An Expert Ensemble for Detecting Anomalous Scenes, Interactions, and Behaviors in Autonomous Driving

TL;DR

This work targets online anomaly detection for autonomous driving using a monocular camera. It decomposes anomalies into three patterns and builds three unsupervised experts: a scene expert (frame-level), an interaction expert (relative motions between pairs), and a behavior expert (future trajectory prediction). An expert ensemble via a Kalman filter fuses their scores into a single online anomaly score, with normalization and thresholds learned from normal data. The proposed approach, evaluated on the large-scale DoTA dataset with a realistic evaluation protocol, outperforms baselines and enables unsupervised classification of anomaly types. The results demonstrate the practical potential of multi-expert, online anomaly detection to enhance safety in diverse driving scenarios and hint at future integration with richer modalities and foundation models.

Abstract

As automated vehicles enter public roads, safety in a near-infinite number of driving scenarios becomes one of the major concerns for the widespread adoption of fully autonomous driving.
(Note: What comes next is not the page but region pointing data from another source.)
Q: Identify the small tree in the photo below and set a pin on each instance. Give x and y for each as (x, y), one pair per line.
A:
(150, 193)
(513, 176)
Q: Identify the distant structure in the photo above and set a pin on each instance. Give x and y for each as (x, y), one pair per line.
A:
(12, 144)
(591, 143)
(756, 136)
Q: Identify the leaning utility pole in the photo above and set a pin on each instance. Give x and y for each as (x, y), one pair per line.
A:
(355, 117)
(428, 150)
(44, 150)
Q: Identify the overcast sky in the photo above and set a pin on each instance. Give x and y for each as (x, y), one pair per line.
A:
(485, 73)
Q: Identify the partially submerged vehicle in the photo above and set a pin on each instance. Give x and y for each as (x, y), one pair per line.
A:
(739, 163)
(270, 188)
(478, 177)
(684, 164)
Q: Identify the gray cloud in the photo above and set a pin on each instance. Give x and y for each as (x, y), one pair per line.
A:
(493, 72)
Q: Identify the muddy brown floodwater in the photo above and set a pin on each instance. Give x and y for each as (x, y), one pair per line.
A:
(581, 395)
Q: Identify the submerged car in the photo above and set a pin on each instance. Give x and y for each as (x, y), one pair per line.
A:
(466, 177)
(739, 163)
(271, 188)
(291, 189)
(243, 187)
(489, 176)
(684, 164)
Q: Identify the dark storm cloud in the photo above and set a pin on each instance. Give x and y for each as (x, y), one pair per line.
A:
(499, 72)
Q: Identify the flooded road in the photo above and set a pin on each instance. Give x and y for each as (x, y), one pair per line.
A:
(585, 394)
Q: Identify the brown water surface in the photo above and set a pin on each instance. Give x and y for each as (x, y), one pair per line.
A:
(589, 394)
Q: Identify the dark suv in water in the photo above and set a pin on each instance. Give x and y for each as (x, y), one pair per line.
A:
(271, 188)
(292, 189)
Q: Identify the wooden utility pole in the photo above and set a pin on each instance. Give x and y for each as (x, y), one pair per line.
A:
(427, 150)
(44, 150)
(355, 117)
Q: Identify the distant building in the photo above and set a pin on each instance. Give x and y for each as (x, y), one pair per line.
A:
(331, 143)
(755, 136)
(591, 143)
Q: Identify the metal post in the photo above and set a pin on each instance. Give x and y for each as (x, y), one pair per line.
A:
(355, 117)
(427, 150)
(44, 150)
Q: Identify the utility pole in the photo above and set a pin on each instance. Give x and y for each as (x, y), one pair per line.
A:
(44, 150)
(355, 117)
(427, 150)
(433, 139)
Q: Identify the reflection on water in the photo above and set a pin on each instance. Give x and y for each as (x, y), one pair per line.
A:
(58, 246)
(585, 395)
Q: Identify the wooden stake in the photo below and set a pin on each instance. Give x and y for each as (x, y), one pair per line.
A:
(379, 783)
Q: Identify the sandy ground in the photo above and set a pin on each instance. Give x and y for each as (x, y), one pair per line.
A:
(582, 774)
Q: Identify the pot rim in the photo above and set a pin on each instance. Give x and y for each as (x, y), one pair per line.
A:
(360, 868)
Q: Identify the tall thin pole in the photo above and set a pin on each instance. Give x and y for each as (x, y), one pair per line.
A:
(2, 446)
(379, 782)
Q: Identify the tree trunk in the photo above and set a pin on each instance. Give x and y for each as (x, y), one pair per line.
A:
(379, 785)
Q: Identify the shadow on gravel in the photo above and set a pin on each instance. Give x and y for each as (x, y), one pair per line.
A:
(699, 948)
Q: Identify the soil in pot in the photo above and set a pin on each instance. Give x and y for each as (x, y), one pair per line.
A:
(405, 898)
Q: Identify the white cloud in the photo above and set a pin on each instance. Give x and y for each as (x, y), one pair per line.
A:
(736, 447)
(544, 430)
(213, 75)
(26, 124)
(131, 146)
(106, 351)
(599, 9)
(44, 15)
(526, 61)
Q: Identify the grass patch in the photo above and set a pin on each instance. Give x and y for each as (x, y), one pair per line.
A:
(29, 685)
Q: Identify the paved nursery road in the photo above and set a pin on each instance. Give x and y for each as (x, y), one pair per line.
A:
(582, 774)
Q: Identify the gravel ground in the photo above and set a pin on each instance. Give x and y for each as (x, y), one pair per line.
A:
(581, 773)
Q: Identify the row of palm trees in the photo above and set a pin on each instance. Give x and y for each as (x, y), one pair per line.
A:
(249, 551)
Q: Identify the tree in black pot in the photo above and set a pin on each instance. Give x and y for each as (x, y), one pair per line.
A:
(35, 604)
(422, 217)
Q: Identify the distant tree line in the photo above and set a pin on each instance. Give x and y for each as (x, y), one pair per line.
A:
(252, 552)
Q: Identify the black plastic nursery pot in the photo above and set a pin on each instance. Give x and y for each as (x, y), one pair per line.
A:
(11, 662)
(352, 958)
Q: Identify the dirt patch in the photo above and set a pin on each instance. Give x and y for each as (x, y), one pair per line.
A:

The ability to detect anomalous situations outside of the operational design domain is a key component in self-driving cars, enabling us to mitigate the impact of abnormal ego behaviors and to realize trustworthy driving systems. On-road anomaly detection in egocentric videos remains a challenging problem due to the difficulties introduced by complex and interactive scenarios. We conduct a holistic analysis of common on-road anomaly patterns, from which we propose three unsupervised anomaly detection experts: a scene expert that focuses on frame-level appearances to detect abnormal scenes and unexpected scene motions; an interaction expert that models normal relative motions between two road participants and raises alarms whenever anomalous interactions emerge; and a behavior expert which monitors abnormal behaviors of individual objects by future trajectory prediction. To combine the strengths of all the modules, we propose an expert ensemble (Xen) using a Kalman filter, in which the final anomaly score is absorbed as one of the states and the observations are generated by the experts. Our experiments employ a novel evaluation protocol for realistic model performance, demonstrate superior anomaly detection performance than previous methods, and show that our framework has potential in classifying anomaly types using unsupervised learning on a large-scale on-road anomaly dataset.

Figures (11)

• Figure 1: Challenging examples of anomalies. Sample frames are ordered in time. Bounding boxes in each frame mark the anomaly participants.
• Figure 2: Left: Nodes are possible actors in an on-road anomaly. Each edge represents a type of anomaly happening between the two connected nodes. The edges are grouped by colors into three categories to guide our anomaly detector design. Right: Three experts are proposed for detecting different types of anomalies based on the anomaly pattern analysis. Individual expert scores are fused by a Kalman filter to generate a comprehensive final score.
• Figure 3: Model architecture of OFP. Each box corresponds to a multi-channel feature map. The number of channels is denoted on top of the box. The spatial resolution is provided at the lower left edge of the box. Arrows with different colors denote different operations.
• Figure 4: Model architecture of FFP. Each circle and box represents an operation. The last number in the box of each convolution layer denotes the number of filters.
• Figure 5: Model architecture of STR. The optical flow and disparity map are concatenated and reconstructed by a fully convolutional autoencoder. The annotations can be interpreted in the same way as those in Figure \ref{['fig:ofp']}.